Chelsea Hall was now his to protect. He wouldn’t fail her. It was clear that someone had failed her in the past.

Never again.





Chapter Nine



Chelsea woke up with her cheek pressed against a warm male chest and her hair a snarl around her face. Her head throbbed and her throat hurt, and for a moment, she didn’t recall where she was. She sat up, blinking at her surroundings. A posh hotel room with a canopy bed and a fancy couch, and the world’s biggest balcony just outside the doors. There were towels and blankets strewn all over the floor. Even as she sat up, thunder rumbled, and she remembered.

Oh, god. She’d lost her shit last night. All she remembered was the shower, then the loss of light. Then utter fear.

When she had one of her panic attacks, she forgot everything else, her body moving in a state of mindless terror. Normally she attacked people until somehow it clicked that she wasn’t in the Dumpster. That she was safe.

She licked her lips, feeling awkward.

Sebastian’s hand went to the small of her back and he rubbed it through the robe. “Hey. You okay?”

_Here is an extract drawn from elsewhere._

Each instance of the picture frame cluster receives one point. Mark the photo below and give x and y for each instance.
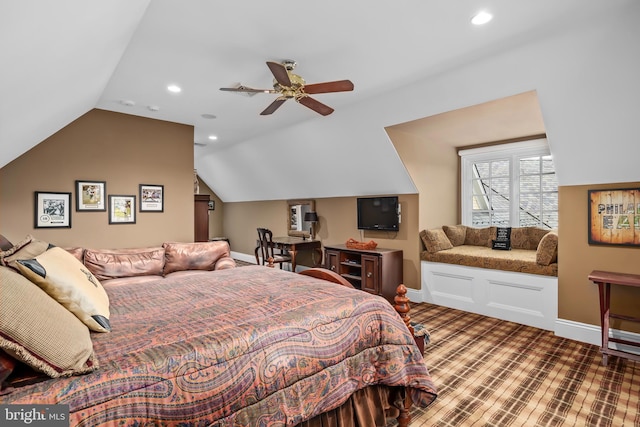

She looked over at him, hesitant. His black hair was a wild nest of curls, stark against the white pillows. His skin seemed darker than ever, that gorgeous olive that contrasted so beautifully with his eyes. His bare chest was muscular? lightly furred with dark hair, and she could see a happy trail disappearing down under the sheets.

And he had a big bruise on his jaw. Probably from her. She tended to go fists-first when she had a panic attack, and it looked like Sebastian had been the victim of it.

She didn’t know what to do. Deny her panic attack? Confess her past? Neither seemed like a great option. Only Pisa and her therapist knew the truth of things, and it had taken Chelsea nearly a year to confess to Pisa her traumatic past.

And she’d only been married to Sebastian Cabral for a day.

So she pasted a brilliant smile on her face and rubbed her wild hair off of her face. “Why wouldn’t I be okay?”

He sat up on his elbows in bed, dark brows furrowing. “Well, last night was kind of a hot mess.”

“I must have drank something,” she lied, getting out of bed. Oh, jeez, she was naked under her robe. That was awkward. She held it tighter against her.

“I watched you all night. You didn’t drink anything. You want to tell me what this is about?” His tone was utterly suspicious.

“It’s nothing—”

“It’s not nothing,” he said vehemently, sitting up in bed. “You were catatonic with fear. You acted like you were being murdered.”

She flinched at his words. Did he really have to use the term “murdered”? “I don’t want to talk about it. Especially not on day one of our marriage.”

“Are you kidding me? I feel like this is something we absolutely need to talk about, and the sooner the better.”

“Please,” Chelsea said, her voice dropping to a whisper. “I can’t, okay? Not right now.” Maybe not ever.